As the promotional war raged in the wireless industry, Verizon largely stayed out of the fray. But not anymore.
On Monday, the nation's largest carrier -- and sixth-largest advertiser -- admitted the competitive pressures of the holiday season are eroding profits. "The company expects that the fourth-quarter impacts of its promotional offers, together with the strong customer volumes this quarter, will put short-term pressure on its wireless segment [earnings]," the company said in a filing.
Verizon did note an acceleration in subscriber upgrade to 4G plans and an uptick in its Edge installment plan. Yet as more subscribers gravitate toward discounted phone offerings it will lead to slimmer margins "in this highly competitive and promotion-filled fourth quarter," the company noted.

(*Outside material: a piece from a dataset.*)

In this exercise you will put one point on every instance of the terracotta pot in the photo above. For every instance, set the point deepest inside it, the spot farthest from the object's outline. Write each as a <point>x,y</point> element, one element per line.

The admission is telling. Over the past year, T-Mobile assaulted the larger carriers with deals designed to steal customers. Sprint is piling on too, with new ads promoting its family plan, and AT&T has responded with counter-offers. Now it looks like Verizon is starting to crack. The carrier announced a rare data discount and made a significant investment in holiday promotions, particularly around retail.
In the last quarter, Verizon added 1.5 million postpaid subscribers and total revenue of $21.8 billion, but its earnings per share fell short of Wall Street expectations.